AMS ads don’t work on a pure bid-based process.  You can’t just bid the most and be placed on a book’s page. There’s some Amazon algorithm at work that decides how relevant your keywords are for that particular author, book, or search. And if Amazon decides you aren’t relevant, almost no amount of money will get your ad on that page.

You’d think that Amazon would see that an author in your also-boughts is a good match for your advertisement. But in my experience it’s just not the case.

I spent most of today consolidating impressions, clicks, spend, and sales on my Rider’s books across about 18 different ads I’ve run over the last 18 months. When it was all combined I had 5.7 million impressions and 1,567 keywords. (80 with a paid sale, 447 with at least one click, for those who were interested.)

Right now, for the top author in my also-boughts I’ve only managed to rack up 3,124 impressions using their name.

For the next author I only have 5,479 impressions.

Compare that to 370,000 impressions for my most popular author name.

So what gives? Why can’t I get more impressions on those authors who are in my also-boughts?

Is it because they aren’t popular enough so there just aren’t that many impressions to be had?  Well, no. After Rachel E. Carter’s books dominated my also-boughts in January I tried my darnedest to use her as a keyword but had almost no results. And she was in the top 50 paid in the store at the time.

Maybe those authors are just really expensive to use as keywords and I’m not bidding high enough? That could be some of it. Many of them are in the top 100 authors for the genre, and one of those authors did cost me about 75 cents when I managed to get a click using their name.

The other thing I always wonder is, how did these authors end up in my also-boughts int the first place?

Granted, about 20% of my impressions and clicks are from generic genre-driven keywords.  So that could explain that…

I kind of like that you don’t know exactly what’s happening with AMS. It makes them a fun challenge. (Although the last few days they seem to be a fun challenge that has stopped working well…Last time that happened was in April and it hurt. A lot.)

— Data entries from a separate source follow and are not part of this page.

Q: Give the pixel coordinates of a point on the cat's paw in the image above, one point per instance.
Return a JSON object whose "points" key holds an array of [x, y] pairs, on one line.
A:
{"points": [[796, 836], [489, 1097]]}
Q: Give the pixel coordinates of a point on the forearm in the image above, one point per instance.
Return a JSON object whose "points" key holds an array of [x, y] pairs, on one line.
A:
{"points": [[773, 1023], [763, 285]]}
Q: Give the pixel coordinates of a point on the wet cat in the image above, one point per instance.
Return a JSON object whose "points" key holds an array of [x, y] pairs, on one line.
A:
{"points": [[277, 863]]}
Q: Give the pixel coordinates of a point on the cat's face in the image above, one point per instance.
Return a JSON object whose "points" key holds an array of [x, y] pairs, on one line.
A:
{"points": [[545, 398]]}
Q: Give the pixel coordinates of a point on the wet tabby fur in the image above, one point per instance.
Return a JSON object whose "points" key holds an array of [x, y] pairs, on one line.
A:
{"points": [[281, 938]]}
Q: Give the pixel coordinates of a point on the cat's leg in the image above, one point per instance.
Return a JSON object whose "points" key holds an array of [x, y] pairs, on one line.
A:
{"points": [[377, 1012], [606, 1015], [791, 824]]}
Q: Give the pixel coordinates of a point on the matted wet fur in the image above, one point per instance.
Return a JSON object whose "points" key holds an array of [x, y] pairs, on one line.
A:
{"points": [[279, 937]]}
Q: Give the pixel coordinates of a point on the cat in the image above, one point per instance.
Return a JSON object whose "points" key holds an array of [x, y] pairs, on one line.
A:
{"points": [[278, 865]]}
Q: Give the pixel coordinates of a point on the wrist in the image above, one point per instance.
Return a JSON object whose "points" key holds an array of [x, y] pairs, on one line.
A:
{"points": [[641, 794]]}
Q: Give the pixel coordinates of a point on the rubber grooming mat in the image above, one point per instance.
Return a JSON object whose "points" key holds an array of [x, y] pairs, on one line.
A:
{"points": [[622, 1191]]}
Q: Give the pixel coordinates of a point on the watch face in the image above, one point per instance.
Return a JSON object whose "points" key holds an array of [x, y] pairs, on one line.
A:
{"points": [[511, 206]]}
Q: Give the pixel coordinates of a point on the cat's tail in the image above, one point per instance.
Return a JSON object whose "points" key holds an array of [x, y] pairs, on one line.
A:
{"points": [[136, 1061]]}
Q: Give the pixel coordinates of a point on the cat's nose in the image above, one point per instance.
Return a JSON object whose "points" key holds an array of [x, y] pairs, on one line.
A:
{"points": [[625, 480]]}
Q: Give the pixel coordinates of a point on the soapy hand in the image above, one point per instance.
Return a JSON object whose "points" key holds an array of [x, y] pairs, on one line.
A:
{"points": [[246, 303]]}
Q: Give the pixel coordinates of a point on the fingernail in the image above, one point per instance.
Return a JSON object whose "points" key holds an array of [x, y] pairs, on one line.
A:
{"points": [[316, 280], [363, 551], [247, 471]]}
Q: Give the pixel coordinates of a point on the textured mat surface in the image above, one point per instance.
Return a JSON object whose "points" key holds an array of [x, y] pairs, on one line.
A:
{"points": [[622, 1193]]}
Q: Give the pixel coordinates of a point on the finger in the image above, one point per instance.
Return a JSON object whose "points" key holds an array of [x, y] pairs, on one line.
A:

Anyway. Back to drafting a whole new set of keywords because the Rider’s books are rolling out of KU in a week and I don’t want to target lower-priced or KU-dominant titles when I won’t be in KU and will be selling at $6.99. Good times.

AMS and Accounting for KU Borrows

AMS reporting is horrible. Amazon gives you this pretty little dashboard that looks like it tells you what you need to know, but if you actually use the dashboard numbers as provided, you’re going to mismanage your ads.

I think most self-publishers have clued into the fact that you can’t just look at the ACoS and say that anything less than 100% is good.  Most everyone I see talk about ACoS knows that it’s based on the list price of their titles, so it doesn’t account for their payout percentage.  Knowing this, they use 70% (or 35%) as their threshold to judge an ad or keyword instead of 100%.

But that’s flawed, too.  As we already discussed, you have the value of a customer to consider.  If x% of customers who buy book 1 go on to buy book 2 and y% of those go on to buy book 3 you need to account for that in your numbers.

Another thing you need to account for is KU borrows for any title that’s in KU.  Sometimes this amount is insignificant (like for my non-fiction), but often times that borrows revenue is what makes an ad profitable (like for my romance novel). So you need to account for it.

But how?

Ideally you’d determine what percentage of customers for that title buy vs. borrow. Problem is, you don’t have that information. You will never know how many people borrow your book vs. buy it.  You can guesstimate based on your rank each day and your sales and using the sales/rank chart Phoenix Sullivan has put together, but as more books are listed that ranking chart becomes less and less accurate.

What I do is focus on what I call full-read equivalents.  So if I have 10,000 page reads and a book with a KENPC of 500 then that’s 20 full-read equivalents.  (It could be 10,000 people reading one page for all I know, but you have to work with the information you have, right?)

I then use that number to calculate a ratio of borrows to sales.  So if I have 30 sales and 20 full-read equivalents, then I have a borrow/sale ratio of 20/30. I can then use that ratio to create a factor that I use to gross up my AMS-reported sales number.  (Just to give you an idea, for my fantasy series that number is 1.61 but for my romance series it’s 3.10.)

So instead of the $10 in sales that AMS tells me I have, I’m actually looking at $16-$43 in sales.

Of course, I then have to adjust that number based on what an average customer who buys is worth to me, what an average customer who borrows is worth to me, the proportion of customers who buy vs. borrow, and what the list price of the advertised book is. (It’s the weighted average customer value divided by list price of the book I’m advertising.)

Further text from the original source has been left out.